Last week, gunmen carried out ethnic-based attacks in the Metekel zone, killing more than 207 civilians while they slept. They also set fire to many homes.
In recent months, the western region, which borders Sudan, where Ethiopia's $5 billion Grand Ethiopian Renaissance Dam on the Blue Nile is located, has seen several ethnically motivated massacres of Amharas, Oromos and Shinashas.
Ethiopian Prime Minister Abiy Ahmed, who visited the area prior to the latest attack, warned of stern measures against the perpetrators. He wrote on his Twitter that "the government, to solve the root causes of the problem, has deployed a necessary force" in the region bordering Sudan. "The massacre of civilians in Benishangul-Gumuz region is very tragic," he added, according to Reuters.
The EU's top diplomat, Josep Borrell, said in a statement on behalf of the bloc that reports of ethnic violence and other allegations of human rights violations should be investigated independently. The EU is closely following the crisis in Ethiopia and is concerned about the humanitarian situation, added Borrell, describing reports of the continued involvement of non-Ethiopian actors as worrying, according to the Deutsche Presse-Agentur (dpa).
In a separate part of the country, Ethiopia's military has been fighting rebels in the separate northern Tigray region for more than six weeks.
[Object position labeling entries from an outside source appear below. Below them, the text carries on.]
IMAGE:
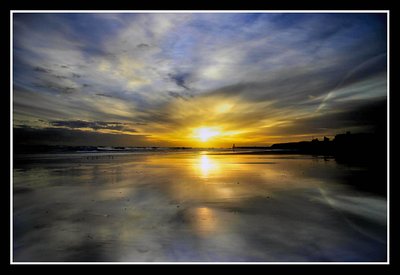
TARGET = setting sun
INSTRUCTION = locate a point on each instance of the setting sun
(206, 133)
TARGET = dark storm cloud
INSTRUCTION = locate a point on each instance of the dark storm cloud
(368, 115)
(95, 125)
(63, 136)
(173, 70)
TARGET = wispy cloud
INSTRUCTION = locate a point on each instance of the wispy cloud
(258, 76)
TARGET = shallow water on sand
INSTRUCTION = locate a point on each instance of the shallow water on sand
(194, 206)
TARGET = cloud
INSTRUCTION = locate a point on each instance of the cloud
(95, 125)
(171, 72)
(72, 137)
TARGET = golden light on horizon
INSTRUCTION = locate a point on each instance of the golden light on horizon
(206, 133)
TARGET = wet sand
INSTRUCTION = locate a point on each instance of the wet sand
(194, 206)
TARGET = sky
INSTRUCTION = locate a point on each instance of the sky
(196, 79)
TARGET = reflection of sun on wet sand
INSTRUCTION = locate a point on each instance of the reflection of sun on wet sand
(206, 166)
(193, 206)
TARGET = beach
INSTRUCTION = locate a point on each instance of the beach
(194, 206)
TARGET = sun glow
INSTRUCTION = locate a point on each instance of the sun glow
(206, 133)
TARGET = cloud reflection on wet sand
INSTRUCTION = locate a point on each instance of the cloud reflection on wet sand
(194, 207)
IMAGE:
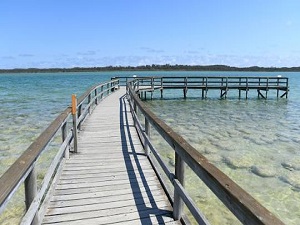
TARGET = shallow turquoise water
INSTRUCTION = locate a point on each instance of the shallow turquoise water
(255, 142)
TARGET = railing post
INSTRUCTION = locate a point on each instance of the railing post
(30, 185)
(96, 96)
(74, 105)
(179, 175)
(63, 137)
(89, 101)
(101, 96)
(147, 131)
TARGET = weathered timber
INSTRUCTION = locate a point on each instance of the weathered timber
(206, 83)
(110, 179)
(241, 204)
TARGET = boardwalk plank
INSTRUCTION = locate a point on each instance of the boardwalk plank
(109, 180)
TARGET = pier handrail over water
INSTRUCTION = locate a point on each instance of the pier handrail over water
(23, 170)
(237, 200)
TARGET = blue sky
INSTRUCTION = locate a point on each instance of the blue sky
(88, 33)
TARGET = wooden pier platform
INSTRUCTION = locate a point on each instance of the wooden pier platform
(109, 180)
The conflict was declared to have ended by Abiy in early December, though there are reports of pockets of ongoing fighting.
According to the U.N., some 2 million people in Tigray now need assistance – a doubling from the number before the fighting – and some 1 million people are displaced, including more than 45,000 Ethiopians who have fled into Sudan as refugees. The 96,000 Eritrean refugees are in an especially precarious position. They are in camps in Ethiopia near the border of their homeland, Eritrea, which they fled, and reports have emerged that some have been attacked or abducted.
The U.N. refugee chief has warned that, if true, any such actions "would be major violations of international norms." Eritrea has remained almost silent as the Tigray leaders accuse it of joining the conflict at Ethiopia's request, which Abiy's government has denied. Some 1,000 of the Eritrean refugees have arrived in the Tigray regional capital, Mekele, looking for food and other help, the International Committee of the Red Cross said earlier.
Ethiopia has been grappling with outbreaks of violence since Abiy was appointed in 2018 and accelerated democratic reforms that loosened the state's iron grip on regional rivalries.